Cramer: Dividends Trump Buybacks

Stock buybacks are often like pouring money down the drain, Cramer said Monday. He thinks dividends are a much better way of returning capital to shareholders.

“Dividends put money right in your pocket,” he said. “Buybacks are supposed to help support the share price, but when you look at the actual results, the idea that most buybacks return anything to shareholders has begun to seem nothing short of fanciful.”

To prove his point, the “Mad Money” host took a look at the companies he calls the most egregious users of buybacks—Cisco , Wal-Mart Stores and Exxon Mobile .

Over the last five full fiscal years, Cisco spent $36.4 billion buying back stock, yet its share price still dropped by 10.7 percent.

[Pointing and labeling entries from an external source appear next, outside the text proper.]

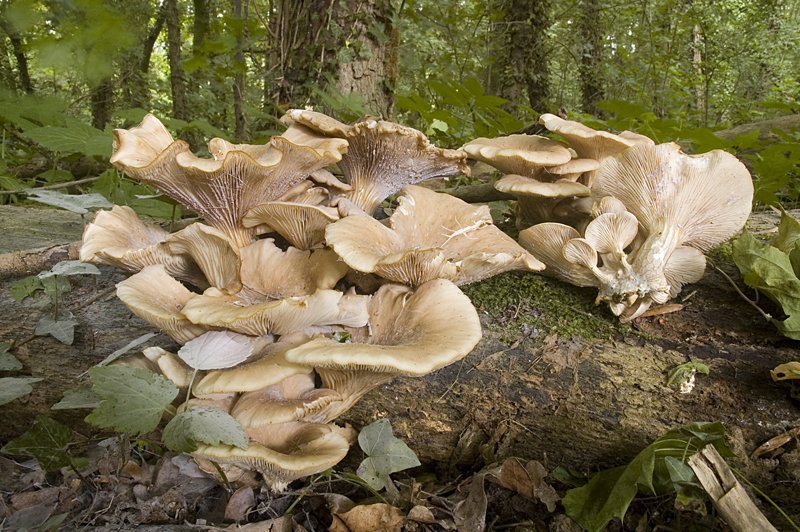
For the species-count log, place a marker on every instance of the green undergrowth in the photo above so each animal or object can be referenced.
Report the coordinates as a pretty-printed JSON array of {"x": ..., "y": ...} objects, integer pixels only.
[{"x": 528, "y": 305}]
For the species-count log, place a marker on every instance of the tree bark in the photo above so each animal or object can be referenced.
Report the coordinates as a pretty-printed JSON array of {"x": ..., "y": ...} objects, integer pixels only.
[
  {"x": 521, "y": 55},
  {"x": 591, "y": 79},
  {"x": 176, "y": 75}
]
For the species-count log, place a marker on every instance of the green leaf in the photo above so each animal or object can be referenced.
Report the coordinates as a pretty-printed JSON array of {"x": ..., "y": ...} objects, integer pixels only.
[
  {"x": 206, "y": 424},
  {"x": 386, "y": 454},
  {"x": 8, "y": 362},
  {"x": 62, "y": 329},
  {"x": 13, "y": 387},
  {"x": 131, "y": 399},
  {"x": 46, "y": 441},
  {"x": 80, "y": 397},
  {"x": 25, "y": 287},
  {"x": 609, "y": 493},
  {"x": 79, "y": 203}
]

If the company had returned that money to shareholders in the form of a dividend, Cramer said, it would amount to $5.97 a share in dividends over that time period. Assuming the stock’s performance was the same, and not a 10 percent loss, you would have had a 22.3 percent gain.

Wal-Mart spent $35 billion buying back stocks, which Cramer said would have translated into $8.33 a share in dividends. The retailer is up 15 percent over the last five fiscal years, or 27 percent including the company’s current dividend program. Assuming Wal-Mart shares delivered the same performance instead of a 27 percent gain, shareholders would have seen a 33 percent return if the buyback money went to dividends.

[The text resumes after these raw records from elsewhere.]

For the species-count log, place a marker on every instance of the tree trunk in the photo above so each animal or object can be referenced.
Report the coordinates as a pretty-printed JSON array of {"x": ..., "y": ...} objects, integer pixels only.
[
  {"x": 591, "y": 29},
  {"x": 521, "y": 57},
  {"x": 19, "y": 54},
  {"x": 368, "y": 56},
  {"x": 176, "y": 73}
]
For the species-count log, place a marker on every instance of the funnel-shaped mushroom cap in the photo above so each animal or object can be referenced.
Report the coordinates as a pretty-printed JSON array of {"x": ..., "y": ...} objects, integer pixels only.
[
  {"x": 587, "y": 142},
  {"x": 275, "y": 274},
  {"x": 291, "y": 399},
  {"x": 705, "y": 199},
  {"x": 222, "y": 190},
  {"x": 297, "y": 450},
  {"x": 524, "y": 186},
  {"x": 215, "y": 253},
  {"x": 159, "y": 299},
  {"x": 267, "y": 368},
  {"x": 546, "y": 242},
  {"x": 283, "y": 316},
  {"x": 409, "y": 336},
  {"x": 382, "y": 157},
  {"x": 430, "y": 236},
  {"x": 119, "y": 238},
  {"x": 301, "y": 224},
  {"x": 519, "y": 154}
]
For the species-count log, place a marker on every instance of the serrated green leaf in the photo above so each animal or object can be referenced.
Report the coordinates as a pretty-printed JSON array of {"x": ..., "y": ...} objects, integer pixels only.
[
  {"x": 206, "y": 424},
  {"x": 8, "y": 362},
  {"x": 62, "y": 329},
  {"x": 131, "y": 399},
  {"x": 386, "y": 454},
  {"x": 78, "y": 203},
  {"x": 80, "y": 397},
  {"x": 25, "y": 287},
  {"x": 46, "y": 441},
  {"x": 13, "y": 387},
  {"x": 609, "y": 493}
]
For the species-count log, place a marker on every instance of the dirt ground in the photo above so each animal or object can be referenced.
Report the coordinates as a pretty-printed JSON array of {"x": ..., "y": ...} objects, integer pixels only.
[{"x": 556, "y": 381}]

And finally, Exxon Mobile spent $130 billion on buybacks during the five year period, which is enough money to have covered $21.31 per share in dividends. The company gave shareholders a 45 percent return, including dividends, during that period. But if it had not bought back stock and instead boosted the dividend, assuming the stock went up the same amount, shareholders should have gotten a 68 percent gain.

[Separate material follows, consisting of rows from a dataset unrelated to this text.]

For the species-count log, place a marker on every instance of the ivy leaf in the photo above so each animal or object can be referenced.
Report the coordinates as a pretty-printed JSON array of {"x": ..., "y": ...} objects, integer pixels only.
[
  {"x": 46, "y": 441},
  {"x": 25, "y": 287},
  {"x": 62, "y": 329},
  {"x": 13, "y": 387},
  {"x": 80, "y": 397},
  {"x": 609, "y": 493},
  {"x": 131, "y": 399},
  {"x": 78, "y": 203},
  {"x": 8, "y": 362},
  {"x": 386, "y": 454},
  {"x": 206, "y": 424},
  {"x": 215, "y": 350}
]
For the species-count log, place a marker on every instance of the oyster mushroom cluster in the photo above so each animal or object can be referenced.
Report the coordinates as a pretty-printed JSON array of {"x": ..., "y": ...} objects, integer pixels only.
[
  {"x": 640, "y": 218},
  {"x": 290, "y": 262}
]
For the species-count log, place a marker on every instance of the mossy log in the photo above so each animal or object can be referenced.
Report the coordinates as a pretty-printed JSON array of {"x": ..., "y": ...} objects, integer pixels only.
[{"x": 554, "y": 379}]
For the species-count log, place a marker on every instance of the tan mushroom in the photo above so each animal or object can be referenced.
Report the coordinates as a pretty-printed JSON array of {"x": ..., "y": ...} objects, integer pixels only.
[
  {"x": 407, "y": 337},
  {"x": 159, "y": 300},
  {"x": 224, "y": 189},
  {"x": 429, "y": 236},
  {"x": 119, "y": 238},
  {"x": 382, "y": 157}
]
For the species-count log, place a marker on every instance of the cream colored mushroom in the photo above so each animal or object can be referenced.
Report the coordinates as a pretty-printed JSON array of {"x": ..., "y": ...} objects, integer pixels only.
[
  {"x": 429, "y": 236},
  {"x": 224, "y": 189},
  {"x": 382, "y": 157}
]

Cramer also likes that dividend yields get bigger as a stock goes down. But when a company buys back stock and the share prices go down, he said, there is no benefit.

What’s more, short-sellers hate to bet against stocks with dividends because when they borrow shares in order to short them, they have to cover the dividend payments as well.

“All a buyback really seems to do [is] give management the ability to shrink the share-count in order to produce, I think, artificial earnings beats,” Cramer said. “Shame on those who keep buying back their stock in light of these very telling numbers.”